Ending the birthright

The campaign to deny citizenship to the children of illegal immigrants has stepped up another notch, thanks to Tom Tancredo's new legislation to end the tradition of birthright citizenship:
Rep. Tom Tancredo, R-Colo., who heads a 90-member caucus pushing to tighten immigration laws, has introduced his proposal to deny citizenship to U.S.-born children of temporary immigrant workers.

He said the provision was vital because immigrants do not want to leave after their visas expire if their children are U.S. citizens.

In addition, Rep. Nathan Deal, R-Ga., has proposed a measure that would amend the Immigration and Nationality Act to limit automatic citizenship at birth to children of U.S. citizens and lawful residents.

And Rep. Mark Foley, R-Jupiter, introduced a constitutional amendment that would eliminate birthright citizenship for the children of illegal immigrants.
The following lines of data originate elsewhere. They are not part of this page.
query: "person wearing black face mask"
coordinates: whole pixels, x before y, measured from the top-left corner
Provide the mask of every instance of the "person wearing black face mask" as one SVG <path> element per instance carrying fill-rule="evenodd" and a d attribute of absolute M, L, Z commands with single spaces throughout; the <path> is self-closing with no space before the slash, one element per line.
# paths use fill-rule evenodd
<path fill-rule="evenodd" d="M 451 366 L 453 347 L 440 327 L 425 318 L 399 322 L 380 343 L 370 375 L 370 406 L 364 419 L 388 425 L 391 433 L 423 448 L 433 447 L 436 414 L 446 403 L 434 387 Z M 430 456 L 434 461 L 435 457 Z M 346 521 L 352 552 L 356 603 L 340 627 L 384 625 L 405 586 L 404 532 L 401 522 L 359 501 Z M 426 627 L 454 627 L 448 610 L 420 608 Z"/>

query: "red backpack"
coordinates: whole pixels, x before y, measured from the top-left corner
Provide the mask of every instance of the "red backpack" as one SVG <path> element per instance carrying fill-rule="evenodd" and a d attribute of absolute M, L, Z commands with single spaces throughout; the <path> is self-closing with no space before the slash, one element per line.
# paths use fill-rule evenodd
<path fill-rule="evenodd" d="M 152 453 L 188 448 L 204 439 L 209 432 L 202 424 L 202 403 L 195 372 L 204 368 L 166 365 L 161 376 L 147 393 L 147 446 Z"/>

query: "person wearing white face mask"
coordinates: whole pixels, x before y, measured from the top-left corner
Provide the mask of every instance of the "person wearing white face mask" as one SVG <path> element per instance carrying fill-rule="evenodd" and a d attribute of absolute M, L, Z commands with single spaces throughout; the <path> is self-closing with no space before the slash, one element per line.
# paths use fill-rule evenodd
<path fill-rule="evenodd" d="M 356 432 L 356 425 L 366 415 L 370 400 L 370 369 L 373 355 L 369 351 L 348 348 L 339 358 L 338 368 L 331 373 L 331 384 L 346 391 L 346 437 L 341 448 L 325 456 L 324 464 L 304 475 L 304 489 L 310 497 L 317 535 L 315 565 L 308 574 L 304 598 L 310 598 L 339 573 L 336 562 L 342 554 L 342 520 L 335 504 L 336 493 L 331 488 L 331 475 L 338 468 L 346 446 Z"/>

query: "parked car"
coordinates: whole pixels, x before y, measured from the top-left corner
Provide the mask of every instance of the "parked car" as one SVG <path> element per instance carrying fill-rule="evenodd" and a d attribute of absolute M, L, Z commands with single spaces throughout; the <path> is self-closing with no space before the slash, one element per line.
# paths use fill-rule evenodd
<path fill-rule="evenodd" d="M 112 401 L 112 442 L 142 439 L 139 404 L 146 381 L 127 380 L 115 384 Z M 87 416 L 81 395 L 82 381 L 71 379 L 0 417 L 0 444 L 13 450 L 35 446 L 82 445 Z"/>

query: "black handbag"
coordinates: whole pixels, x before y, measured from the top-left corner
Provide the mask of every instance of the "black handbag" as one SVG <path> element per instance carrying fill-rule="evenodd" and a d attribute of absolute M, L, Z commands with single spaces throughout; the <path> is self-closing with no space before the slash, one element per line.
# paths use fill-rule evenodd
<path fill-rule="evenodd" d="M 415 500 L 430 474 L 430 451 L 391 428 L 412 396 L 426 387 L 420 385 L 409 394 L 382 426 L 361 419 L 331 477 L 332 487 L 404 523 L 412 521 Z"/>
Most scholars believe a constitutional amendment is necessary to change the birthright citizenship provision, but some disagree because of different interpretations of the 14th Amendment. Changing the Constitution requires ratification by three-fourths of the states.

Any legislative statutes passed by Congress that eliminate birthright citizenship would be immediately challenged in the courts, experts said.

This campaign is not just about stopping illegal immigration. It is about changing the historic meaning of what it means to be American.

It's important to understand: Having given birth to citizen children is no bar to deportation or removal. All it does is encourage the parents to seek citizenship themselves -- that is, to become legal immigrants and take the necessary steps toward naturalization. That's something we have always encouraged, and should still.

I think the consummate commentary on this proposal comes from my frequent commenter Paul Donnelly [aka the Americanist] in my comments on the earlier thread:
Do the math: there are roughly 4 million births a year in the U.S. in a population of 300 million, which works out to about 67 births per thousand women of childbearing age. There are roughly 10 million illegal residents, of which considerably less than half are women -- say, 3 million. That would yield 40,000 U.S.-born children of illegal moms each year -- but of course a certain # of them are actually the children of U.S. citizens and legal permanent residents, being as how it still takes two to tango. So call it 15,000 new U.S. citizens a year with two parents who are illegal residents.

And for THIS, these clowns want to go back to the Dred Scott decision that the 14th amendment was specifically written to repeal?

LOL -- and the idea that anybody here illegally gets immigration benefits from having a citizen kid is nuts. For one thing, the kid can't sponsor parents until he's 18, which even for immigration policy is a bit of a wait. For another, it is simply not true that merely having a citizen child defers either deportaton or expedited removal.

If you want to deter illegal immigration, fine Wal-Mart a billion dollars. Then go after the meatpacking industry. Make our "no" meaningful, which you don't do betraying our values to deny infants their birthright.

Defend marriage: provide green cards to the wives and kids of legal permanent residents -- and abandon the idea that guest worker programs, which have always failed whenever they have been tried, are somehow gonna work THIS time. It's the Tinkerbell theory of governance -- just BELIEVE, and clap your hands, and all will be well.

Democrats are so lost right now that I have little hope they will rise to this opportunity to define themselves. But even worse would be a failure to stand up to Tancredo on this.